Провидение, как мы теперь знаем, не сохранило нашу Россию ни от национализма, ни от парламента. Который все более и более становится похожим на «роковой дар» в ходе постепенного перехода к практической однопартийности.
Но действительно, парламентаризм есть стимулятор национализма. Вернее, двух национализмов: этнического и, так сказать, общенационального. Но тут возникает интересная диалектика: «общенациональный национализм», то есть институциональное оформление и массовое осознание своего отечества как чего-то единого и обособленного от других отечеств, предшествует национализму этническому. Больше того, является для него необходимой предпосылкой — необходимой в прямом смысле: не обойти.
Еще больше: я убежден, что не только этнический национализм (безразлично, национализм меньшинств или национализм большинства) вторичен по отношению к идее и институтам отечества. Сами этносы как осознаваемый институционально оформленный — а не просто наблюдаемый извне феномен — вторичны по отношению к нации (нации-государству или нации-отечеству). Иными словами, не этносы сливаются в нацию, которая потом становится политическим и даже мирополитическим организмом (отечеством, страной), а как раз наоборот — отечество-страна как действующее лицо мировой политики создает нацию (свою популяционно-идеологическую внутренность), а уж из нации в процессе демократического развития выделяются этносы-меньшинства.

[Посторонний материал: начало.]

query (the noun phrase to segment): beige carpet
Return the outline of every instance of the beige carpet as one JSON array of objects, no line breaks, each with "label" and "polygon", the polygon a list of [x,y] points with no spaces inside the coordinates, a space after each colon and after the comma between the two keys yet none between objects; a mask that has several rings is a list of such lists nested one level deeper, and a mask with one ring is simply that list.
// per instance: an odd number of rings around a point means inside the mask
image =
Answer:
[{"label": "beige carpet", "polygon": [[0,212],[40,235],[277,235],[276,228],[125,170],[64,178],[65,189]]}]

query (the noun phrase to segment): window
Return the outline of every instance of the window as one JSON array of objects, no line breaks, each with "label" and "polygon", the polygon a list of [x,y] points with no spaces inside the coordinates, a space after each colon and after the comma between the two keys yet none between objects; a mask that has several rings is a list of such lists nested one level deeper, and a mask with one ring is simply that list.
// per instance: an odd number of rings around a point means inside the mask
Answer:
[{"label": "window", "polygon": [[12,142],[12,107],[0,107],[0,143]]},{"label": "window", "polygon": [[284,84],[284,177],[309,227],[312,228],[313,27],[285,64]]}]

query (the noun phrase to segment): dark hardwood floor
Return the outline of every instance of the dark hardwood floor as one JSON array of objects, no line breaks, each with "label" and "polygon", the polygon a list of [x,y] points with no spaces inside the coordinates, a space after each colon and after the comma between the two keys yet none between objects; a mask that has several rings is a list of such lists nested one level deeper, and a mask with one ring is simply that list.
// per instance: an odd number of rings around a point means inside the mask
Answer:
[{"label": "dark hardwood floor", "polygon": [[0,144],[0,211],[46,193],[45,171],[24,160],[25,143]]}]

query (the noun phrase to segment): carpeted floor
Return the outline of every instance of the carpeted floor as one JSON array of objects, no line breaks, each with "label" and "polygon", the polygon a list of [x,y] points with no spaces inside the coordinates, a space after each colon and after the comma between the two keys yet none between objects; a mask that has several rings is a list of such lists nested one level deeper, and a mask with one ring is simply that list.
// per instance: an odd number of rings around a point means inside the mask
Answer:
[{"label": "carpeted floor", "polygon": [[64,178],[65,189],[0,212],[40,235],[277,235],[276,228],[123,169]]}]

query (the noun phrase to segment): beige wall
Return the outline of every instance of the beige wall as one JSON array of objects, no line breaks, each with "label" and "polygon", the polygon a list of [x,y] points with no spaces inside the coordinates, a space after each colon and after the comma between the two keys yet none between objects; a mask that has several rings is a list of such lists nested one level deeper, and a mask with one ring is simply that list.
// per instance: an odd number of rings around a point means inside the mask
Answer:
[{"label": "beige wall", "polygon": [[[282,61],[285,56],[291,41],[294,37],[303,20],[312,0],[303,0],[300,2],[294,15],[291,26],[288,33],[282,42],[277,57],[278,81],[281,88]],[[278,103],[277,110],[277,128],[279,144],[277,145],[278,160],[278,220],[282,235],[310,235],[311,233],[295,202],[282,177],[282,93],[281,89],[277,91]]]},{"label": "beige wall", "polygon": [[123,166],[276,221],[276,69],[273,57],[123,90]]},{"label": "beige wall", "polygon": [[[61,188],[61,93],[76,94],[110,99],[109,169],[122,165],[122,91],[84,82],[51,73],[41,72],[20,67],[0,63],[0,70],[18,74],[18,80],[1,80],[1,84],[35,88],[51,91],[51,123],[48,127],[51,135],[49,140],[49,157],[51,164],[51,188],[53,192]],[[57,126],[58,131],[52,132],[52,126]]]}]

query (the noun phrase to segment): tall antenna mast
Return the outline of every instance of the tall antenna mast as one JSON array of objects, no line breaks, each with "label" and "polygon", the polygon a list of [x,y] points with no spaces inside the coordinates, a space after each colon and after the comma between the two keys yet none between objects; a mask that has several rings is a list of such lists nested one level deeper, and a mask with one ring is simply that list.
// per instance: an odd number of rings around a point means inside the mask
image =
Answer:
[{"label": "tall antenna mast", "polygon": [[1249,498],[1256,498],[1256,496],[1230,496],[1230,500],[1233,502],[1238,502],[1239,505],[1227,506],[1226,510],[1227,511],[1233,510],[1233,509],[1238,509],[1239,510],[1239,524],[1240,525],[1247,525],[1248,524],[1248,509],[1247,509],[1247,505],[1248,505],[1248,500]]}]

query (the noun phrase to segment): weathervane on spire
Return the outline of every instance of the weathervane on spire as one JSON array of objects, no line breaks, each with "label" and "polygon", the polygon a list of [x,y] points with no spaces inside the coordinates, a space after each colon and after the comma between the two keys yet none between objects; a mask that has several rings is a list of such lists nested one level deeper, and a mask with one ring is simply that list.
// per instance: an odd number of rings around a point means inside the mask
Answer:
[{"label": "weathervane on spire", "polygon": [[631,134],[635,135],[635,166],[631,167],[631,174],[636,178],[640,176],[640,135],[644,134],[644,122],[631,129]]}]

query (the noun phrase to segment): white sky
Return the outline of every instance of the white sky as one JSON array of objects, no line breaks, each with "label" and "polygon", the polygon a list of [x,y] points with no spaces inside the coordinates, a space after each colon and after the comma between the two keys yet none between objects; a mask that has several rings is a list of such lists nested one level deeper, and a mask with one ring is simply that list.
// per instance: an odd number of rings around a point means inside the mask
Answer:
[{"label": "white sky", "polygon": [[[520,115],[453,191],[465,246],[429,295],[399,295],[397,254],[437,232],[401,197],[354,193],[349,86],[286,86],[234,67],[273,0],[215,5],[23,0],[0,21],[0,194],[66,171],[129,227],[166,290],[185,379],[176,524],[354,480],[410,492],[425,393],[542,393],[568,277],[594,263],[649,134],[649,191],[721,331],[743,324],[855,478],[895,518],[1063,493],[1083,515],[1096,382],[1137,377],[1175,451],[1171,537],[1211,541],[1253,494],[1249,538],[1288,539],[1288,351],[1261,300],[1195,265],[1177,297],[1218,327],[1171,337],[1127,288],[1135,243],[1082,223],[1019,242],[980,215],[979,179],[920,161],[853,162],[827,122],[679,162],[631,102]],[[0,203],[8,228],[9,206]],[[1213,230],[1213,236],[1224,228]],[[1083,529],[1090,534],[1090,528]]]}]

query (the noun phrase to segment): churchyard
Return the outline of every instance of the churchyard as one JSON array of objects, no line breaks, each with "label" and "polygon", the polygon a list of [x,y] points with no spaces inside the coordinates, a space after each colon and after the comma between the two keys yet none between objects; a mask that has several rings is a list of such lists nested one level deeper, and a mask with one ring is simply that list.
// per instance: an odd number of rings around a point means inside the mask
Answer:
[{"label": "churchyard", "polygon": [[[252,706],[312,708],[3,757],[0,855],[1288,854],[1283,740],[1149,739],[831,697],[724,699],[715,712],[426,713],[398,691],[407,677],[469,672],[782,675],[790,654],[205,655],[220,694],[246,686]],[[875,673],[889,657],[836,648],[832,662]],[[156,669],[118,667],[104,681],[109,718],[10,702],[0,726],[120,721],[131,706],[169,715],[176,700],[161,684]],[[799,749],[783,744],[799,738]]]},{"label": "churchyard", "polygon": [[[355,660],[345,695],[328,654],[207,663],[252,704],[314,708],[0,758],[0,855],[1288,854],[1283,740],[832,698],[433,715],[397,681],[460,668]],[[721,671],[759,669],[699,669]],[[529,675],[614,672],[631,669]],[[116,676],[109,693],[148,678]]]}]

Сказанное, разумеется, не означает, что я отрицаю существование этносов-племен. Ни в коей мере. Но это — этносы-в-себе. Они живут себе на периферии мировых политических процессов, осознавая свои различия согласно законам Ф. Барта и отвечая на вопросы приезжих антропологов. Этносы-для-себя — это уже меньшинства внутри большой нации, которые стремятся отгрызть кусок от большого и красивого тела родины. Или нанести ей какие-то иные обезображивающие повреждения.